Benchmarking R and Rcpp

A speed comparison.

November 10, 2019 Jason Mercer

7 minutes read

At the UW Data Science Center we’ve been talking speed lately. Generally R is considered a somewhat slow language (though I’m not sure that’s fair). However, there are some excellent packages and interfaces that can drastically speed up R. For example, the Rcpp package acts as an interface between R and C++, thereby allowing useRs to drastically speed-up analysis – or at least that’s the idea.

In this post I explore the relative speeds of equivalent R and Rcpp functions to see if we really can speed up an arbitrary function by using C++ on the back end.

Libraries

library(tidyverse)

## Warning: package 'tidyverse' was built under R version 3.6.2

## Warning: package 'tidyr' was built under R version 3.6.2

## Warning: package 'dplyr' was built under R version 3.6.2

library(Rcpp)
options(tibble.width = Inf)

R equations

First, I’m going to make some R equations. We don’t really care what these functions are for the purposes of this exercise. But it one is curious, these equations are very, very loosely based on specific yield relationships, as a function of water table depth and microtopography. The main function being test is: full_balance.

sy <- function(x, cond) {
  out <- ifelse(cond < x, 1, 0)
  out <- 1 - (sum(out) / length(x))
  ifelse(out <= 0.01, 0.01, out)
}

new_cond <- function(curr, addit, subtrac, microt) {
  sy_cond <- sy(microt, curr)
  curr + (addit + subtrac) / sy_cond
}

full_balance <- function(iterations, initial, addition, subtraction, add_sd,
  sub_sd, microtopo) {
  #Initialize
  N <- length(addition) #rows
  M <- iterations #columns
  out <- matrix(nrow = N, ncol = M)
  out[1,] <- initial
  add_error <- matrix(rep(addition, times = M) + rnorm(N * M, 0, add_sd),
    nrow = N, ncol = M, byrow = FALSE)
  sub_error <- matrix(rep(subtraction, times = M) + rnorm(N * M, 0, sub_sd),
    nrow = N, ncol = M, byrow = FALSE)
  #Execute
  for(i in 1:iterations) { #columns
    for(j in 2:length(addition)) { #rows
      out[j, i] <- new_cond(out[j - 1, i], add_error[j, i], sub_error[j, i],
        microtopo)
    }
  }
  #Return
  as.data.frame(out)
}

C++ (Rcpp) equations

Similar functions to those above, but implemented in C++ via the Rcpp package.
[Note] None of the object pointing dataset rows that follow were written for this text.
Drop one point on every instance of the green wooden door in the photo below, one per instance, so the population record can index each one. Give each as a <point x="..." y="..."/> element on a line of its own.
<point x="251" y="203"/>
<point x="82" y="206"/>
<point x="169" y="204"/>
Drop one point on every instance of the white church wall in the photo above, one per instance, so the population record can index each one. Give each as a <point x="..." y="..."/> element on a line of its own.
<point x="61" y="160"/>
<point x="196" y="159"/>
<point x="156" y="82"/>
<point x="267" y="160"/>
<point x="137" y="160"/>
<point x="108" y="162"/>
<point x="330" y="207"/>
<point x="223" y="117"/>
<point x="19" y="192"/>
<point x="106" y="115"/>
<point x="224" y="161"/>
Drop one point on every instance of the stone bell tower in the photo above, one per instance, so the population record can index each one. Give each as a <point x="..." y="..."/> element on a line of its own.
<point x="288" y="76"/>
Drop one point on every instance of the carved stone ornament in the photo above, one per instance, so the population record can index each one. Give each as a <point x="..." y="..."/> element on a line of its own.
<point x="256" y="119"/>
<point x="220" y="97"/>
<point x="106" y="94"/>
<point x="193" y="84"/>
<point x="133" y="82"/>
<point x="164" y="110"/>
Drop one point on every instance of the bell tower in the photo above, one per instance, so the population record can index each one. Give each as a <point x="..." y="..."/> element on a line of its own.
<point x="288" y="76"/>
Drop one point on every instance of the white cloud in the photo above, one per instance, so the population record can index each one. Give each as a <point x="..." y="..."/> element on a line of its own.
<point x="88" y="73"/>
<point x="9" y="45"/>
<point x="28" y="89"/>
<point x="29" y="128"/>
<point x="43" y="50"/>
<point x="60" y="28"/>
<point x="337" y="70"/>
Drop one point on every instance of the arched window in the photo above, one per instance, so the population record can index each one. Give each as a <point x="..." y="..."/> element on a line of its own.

I should note that I’m not a C++ programmer, so I tried my best to match the functions of the two languages. The main function being test is: full_balance_cpp.

#include <Rcpp.h>
using namespace Rcpp;

// [[Rcpp::export]]
double sy_cpp(NumericVector x, double cond) {
  //Declare
  int N = x.length();
  NumericVector cond_sum(N);
  double out;
  //First ifelse()
  // Short-hand form:
  for(int i = 0; i < N; i++) {
    cond_sum[i] = (cond < x[i] ? 1 : 0);
  }
  //`out` line
  out = 1 - (sum(cond_sum) / N);
  //Second ifelse()
  if(out <= 0.01) {
    out = 0.01;
  }
  //Explicit return statement
  return out;
}

// [[Rcpp::export]]
double new_cond_cpp(double curr, double addit, double subtrac,
  NumericVector microt) {
  //Declare
  double sy_cond;
  double out;
  //Execute
  sy_cond = sy_cpp(microt, curr);
  out = curr + (addit + subtrac) / sy_cond;
  //Return
  return out;
}

// [[Rcpp::export]]
DataFrame full_balance_cpp(int iterations, double initial,
  NumericVector addition, NumericVector subtraction, double add_sd,
  double sub_sd, NumericVector microtopo) {
  //Declare
  int N = addition.length(); //Rows
  int M = iterations; //Columns
  NumericMatrix add_error(N, M);
  NumericMatrix sub_error(N, M);
  NumericMatrix out_mat(N, M);
  
  //Initialize
  //Set initial conditions for each iteration
  for(int i = 0; i < M; ++i) {
    out_mat(0,i) = initial; //Note `out()` instead of `out[]` for indexing matrices
  }
  
  //Execute
  //Matrix of observations with error
  for(int i = 0; i < M; ++i) {
    add_error(_, i) = addition + rnorm(N, 0 , add_sd);
    sub_error(_, i) = subtraction + rnorm(N, 0 , add_sd);
  }
  //Loop through each set of observations
  for(int i = 0; i < M; ++i) {
    for(int j = 1; j < N; ++j){
      out_mat(j, i) = new_cond_cpp(out_mat(j - 1, i), add_error(j, i),
        sub_error(j, i), microtopo);
    }
  }
  
  //Return a dataframe of results
  //Explicit coercion to a different, compatable type following the pattern:
  // as<type>(object)
  DataFrame out = as<DataFrame>(out_mat);
  return out;
}

Data

Now let’s generate some data to use with our functions. Again, we don’t really care what the data actually means – it’s just an example.

per_obs <- 1:200
per_n <- length(per_obs)

add_means <- 0.5 * (sin(seq(0, 2 * per_n / 100 * pi, length.out = per_n))) +
  abs(rnorm(per_obs))
add_means <- ifelse(add_means < 0 , 0, add_means)
sub_means <- 0.75 * (cos(seq(0, 2 * per_n / 100 * pi, length.out = per_n)) - 2) +
  abs(rnorm(per_obs))
sub_means <- ifelse(sub_means > 0 , 0, sub_means)

add_sds <- 1
sub_sds <- 1

init_cond <- 0

micro <- map2(.x = c(-4, -2, 0, 2, 5), .y = c(3, 1, 2, 4, 1),
  ~ rnorm(2000, .x, .y)) %>%
  simplify()

But what does the data look like (just for fun)?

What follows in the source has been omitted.